Design/methodology/approach
In this quantitative study, a questionnaire is used as a data collection tool. Moreover, this research is conducted on female undergraduate students (n = 300). Whereas, the purposive sampling technique is used and Statistical Package for Social Science (SPSS 27.0) software is used to analyze the data.
Findings
The findings of this study show that cyber bullying is the dominant factor of cyber violence, whereas cyber doxxing has high influence on cognitive development of female undergraduate students. In addition, the value of correlational coefficient is 0.683, which indicates a strong positive correlation. Therefore, it supports that the null hypothesis is rejected and alternative hypothesis is accepted.
Practical implications
The findings of this study are of great importance for policymakers to update the regulations for cyber violence and provide the protection laws for victims whereas it is helpful for the investigation agencies and cybercrime units to be more active and needs to take immediate actions on reported incidents to minimize its further spread and support victims of it.
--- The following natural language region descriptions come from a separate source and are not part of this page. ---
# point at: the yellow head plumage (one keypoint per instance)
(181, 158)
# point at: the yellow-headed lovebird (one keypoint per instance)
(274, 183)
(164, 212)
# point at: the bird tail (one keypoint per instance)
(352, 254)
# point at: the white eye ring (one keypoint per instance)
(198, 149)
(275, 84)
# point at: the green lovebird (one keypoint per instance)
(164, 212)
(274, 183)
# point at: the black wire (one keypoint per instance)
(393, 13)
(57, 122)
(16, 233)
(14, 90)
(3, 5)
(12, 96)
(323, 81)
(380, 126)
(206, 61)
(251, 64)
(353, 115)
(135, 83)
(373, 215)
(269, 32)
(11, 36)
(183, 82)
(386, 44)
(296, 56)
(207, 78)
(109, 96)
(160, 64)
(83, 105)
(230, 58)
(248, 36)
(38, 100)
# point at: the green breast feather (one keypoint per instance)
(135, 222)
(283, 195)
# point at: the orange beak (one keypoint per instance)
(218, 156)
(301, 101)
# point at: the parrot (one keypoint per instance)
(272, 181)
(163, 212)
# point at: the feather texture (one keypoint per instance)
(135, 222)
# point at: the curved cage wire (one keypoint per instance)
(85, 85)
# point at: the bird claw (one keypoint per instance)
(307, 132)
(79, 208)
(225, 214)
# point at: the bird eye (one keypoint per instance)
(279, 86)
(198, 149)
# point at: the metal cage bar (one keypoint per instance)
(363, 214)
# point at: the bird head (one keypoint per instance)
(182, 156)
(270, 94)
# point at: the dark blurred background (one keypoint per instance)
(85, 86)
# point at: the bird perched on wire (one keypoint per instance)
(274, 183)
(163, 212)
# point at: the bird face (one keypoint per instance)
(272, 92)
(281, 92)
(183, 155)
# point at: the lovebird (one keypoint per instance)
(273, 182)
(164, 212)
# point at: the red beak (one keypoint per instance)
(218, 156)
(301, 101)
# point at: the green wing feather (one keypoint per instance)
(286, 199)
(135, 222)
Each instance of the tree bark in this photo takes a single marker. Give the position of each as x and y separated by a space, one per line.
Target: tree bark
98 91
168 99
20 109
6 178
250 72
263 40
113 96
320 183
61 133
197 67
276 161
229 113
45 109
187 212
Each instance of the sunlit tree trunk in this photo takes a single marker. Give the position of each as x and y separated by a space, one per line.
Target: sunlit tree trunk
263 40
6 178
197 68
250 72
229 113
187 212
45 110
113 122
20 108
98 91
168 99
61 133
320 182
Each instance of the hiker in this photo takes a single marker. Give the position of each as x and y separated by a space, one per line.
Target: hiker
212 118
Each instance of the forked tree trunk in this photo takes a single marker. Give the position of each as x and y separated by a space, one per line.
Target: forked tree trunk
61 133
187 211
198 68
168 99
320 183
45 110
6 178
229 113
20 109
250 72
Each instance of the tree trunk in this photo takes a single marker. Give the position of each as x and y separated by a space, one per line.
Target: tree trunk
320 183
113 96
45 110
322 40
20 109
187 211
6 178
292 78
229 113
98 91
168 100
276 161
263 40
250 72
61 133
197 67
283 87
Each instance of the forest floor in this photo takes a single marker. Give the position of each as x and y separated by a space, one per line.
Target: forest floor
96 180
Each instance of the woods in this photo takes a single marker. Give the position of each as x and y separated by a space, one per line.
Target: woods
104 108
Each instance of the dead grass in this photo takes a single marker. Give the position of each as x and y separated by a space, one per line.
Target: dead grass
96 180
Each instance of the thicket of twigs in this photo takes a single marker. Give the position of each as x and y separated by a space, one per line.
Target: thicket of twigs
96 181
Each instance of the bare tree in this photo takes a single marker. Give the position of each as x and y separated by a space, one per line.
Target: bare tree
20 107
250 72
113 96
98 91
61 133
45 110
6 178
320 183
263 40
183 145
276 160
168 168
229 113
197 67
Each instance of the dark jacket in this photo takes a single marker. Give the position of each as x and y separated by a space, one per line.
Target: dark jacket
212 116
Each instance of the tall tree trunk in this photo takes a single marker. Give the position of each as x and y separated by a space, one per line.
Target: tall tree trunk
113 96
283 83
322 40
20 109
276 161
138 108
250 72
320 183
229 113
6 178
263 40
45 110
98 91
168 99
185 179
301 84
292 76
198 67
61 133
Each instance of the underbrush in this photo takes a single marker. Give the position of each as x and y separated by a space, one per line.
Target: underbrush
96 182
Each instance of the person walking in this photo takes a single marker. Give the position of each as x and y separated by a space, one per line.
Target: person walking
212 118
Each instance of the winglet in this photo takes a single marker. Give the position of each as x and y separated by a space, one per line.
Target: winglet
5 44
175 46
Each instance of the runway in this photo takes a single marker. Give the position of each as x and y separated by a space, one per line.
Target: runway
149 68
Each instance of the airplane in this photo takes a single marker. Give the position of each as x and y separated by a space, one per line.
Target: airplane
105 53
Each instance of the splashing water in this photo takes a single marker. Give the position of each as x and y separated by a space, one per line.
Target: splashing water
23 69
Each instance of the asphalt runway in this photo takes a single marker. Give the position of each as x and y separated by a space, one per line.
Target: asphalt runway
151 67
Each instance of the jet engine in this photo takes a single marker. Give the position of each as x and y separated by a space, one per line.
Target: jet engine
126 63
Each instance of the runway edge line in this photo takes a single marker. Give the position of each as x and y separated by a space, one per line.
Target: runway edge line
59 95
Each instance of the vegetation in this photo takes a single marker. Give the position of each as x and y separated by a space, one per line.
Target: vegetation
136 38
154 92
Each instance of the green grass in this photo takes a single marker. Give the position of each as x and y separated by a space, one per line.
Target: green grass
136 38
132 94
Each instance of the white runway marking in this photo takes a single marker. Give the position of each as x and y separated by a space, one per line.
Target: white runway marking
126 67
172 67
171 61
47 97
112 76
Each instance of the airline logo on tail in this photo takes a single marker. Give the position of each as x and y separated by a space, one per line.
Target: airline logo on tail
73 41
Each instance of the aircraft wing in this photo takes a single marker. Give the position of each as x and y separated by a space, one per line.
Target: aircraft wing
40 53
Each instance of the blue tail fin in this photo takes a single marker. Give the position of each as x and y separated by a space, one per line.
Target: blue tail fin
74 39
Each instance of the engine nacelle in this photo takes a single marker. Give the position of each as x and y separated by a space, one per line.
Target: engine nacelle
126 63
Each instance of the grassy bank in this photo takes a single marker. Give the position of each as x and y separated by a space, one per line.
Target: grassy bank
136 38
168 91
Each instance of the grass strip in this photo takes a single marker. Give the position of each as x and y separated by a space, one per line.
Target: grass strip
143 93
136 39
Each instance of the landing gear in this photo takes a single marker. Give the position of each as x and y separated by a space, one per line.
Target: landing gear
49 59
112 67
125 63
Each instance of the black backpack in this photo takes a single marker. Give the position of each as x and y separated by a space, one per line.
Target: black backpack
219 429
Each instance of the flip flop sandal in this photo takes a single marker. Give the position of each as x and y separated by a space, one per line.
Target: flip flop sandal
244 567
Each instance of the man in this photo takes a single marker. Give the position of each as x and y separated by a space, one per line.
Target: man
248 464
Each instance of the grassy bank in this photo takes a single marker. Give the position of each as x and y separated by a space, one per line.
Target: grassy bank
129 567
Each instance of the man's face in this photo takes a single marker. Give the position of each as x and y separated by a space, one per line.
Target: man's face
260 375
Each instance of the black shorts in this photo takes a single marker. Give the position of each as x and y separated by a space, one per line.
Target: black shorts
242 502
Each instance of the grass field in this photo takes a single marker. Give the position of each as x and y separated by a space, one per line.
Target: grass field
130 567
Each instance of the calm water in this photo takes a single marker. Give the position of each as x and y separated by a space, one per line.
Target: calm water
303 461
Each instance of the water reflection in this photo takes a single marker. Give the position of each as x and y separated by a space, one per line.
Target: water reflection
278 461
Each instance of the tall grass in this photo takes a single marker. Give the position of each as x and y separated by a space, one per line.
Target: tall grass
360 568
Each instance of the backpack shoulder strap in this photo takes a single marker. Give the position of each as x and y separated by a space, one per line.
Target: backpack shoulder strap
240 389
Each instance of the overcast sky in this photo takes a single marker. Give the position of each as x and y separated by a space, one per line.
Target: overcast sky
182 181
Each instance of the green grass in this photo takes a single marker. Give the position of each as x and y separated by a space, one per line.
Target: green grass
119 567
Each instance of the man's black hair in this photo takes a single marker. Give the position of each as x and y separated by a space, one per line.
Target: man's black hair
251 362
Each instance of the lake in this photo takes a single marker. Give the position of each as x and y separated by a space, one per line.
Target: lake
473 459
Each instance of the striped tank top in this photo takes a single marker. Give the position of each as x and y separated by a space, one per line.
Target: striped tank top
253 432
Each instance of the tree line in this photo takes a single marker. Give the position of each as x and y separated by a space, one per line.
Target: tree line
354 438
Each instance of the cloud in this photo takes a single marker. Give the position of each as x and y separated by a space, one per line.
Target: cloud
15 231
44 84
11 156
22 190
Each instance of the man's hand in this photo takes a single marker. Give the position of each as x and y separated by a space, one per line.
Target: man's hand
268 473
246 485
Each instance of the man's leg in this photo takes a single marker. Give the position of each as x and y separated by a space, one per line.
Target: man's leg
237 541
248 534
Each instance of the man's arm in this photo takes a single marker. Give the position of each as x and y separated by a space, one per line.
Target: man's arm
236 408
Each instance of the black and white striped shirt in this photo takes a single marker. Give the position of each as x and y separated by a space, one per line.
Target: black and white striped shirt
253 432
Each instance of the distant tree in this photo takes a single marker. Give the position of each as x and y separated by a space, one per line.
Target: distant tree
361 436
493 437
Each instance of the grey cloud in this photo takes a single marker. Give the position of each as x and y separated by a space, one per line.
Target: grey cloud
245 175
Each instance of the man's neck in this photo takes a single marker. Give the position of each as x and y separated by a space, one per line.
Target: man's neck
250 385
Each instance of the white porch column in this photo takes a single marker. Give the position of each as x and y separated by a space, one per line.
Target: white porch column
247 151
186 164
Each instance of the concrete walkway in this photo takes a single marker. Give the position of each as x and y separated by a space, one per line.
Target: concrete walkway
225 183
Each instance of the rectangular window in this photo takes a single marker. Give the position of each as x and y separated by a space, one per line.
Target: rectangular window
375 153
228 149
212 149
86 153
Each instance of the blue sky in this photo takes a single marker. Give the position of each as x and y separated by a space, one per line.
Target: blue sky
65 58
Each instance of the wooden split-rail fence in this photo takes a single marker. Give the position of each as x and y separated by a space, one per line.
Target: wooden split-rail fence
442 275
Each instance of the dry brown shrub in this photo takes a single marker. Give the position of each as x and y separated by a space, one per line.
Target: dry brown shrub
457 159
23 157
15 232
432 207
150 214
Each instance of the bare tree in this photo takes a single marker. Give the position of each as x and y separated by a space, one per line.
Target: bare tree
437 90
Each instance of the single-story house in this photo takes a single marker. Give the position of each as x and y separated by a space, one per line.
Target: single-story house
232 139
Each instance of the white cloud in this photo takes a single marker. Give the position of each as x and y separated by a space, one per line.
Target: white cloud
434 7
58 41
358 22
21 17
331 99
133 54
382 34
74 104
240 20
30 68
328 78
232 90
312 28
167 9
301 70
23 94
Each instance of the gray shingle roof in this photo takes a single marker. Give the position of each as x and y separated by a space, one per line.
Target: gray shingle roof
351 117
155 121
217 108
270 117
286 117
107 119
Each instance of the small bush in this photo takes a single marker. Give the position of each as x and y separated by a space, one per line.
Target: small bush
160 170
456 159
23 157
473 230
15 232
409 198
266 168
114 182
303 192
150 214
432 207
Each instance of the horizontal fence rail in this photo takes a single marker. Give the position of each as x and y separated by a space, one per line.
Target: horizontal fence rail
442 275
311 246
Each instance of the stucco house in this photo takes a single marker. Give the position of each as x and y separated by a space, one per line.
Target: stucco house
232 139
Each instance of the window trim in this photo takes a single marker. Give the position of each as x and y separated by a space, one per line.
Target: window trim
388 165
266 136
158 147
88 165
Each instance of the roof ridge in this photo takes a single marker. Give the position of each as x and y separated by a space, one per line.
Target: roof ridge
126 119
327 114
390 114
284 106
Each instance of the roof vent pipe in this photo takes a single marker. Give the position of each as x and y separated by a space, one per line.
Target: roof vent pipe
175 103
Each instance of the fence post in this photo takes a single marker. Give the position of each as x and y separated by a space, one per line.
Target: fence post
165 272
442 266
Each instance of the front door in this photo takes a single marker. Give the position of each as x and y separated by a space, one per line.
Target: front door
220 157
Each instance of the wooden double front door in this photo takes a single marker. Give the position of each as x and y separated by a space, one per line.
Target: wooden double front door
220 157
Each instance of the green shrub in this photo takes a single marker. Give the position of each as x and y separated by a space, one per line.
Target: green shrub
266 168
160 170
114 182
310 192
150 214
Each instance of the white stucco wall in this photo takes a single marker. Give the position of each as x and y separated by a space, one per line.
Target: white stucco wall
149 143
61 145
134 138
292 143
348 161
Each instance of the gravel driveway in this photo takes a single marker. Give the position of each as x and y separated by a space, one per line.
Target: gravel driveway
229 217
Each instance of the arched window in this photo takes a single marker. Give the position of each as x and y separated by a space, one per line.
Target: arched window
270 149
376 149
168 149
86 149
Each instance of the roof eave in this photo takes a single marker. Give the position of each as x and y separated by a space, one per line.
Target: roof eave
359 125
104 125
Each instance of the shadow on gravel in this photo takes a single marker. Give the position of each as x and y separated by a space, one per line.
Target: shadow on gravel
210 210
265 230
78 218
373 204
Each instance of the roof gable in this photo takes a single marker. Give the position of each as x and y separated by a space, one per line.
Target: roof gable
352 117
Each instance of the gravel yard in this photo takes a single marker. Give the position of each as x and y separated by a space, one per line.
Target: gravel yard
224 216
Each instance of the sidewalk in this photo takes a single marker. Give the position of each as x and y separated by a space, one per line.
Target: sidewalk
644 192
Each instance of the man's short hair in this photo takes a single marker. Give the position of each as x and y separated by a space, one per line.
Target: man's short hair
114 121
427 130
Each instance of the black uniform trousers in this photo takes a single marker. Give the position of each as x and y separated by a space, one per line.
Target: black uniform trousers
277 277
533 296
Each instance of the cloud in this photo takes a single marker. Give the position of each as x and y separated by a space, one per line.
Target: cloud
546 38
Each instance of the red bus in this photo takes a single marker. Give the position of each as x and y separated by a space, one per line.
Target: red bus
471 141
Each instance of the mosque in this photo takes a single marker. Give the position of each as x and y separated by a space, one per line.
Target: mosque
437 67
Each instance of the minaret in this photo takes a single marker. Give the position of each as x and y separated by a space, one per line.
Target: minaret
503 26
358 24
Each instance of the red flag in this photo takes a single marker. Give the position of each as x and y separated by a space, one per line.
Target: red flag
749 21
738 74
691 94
Also, it helps society to understand the influence of it on cognitive health, which helps them to create a safer environment. Similarly, parents and teachers need to make a safe and comfortable environment around children and keep an eye on them. Further, it is beneficial for companies or online platforms to keep their sites or apps more secure for the users. Moreover, future research studies could expand the topic by involving different genders and age group peoples by using different methodologies to explore in depth.
Originality/value
This study is unique as there are limited studies, which identify the factor of cyber violence and its influence on cognitive development. Also, fewer studies can be seen in the context of Pakistan.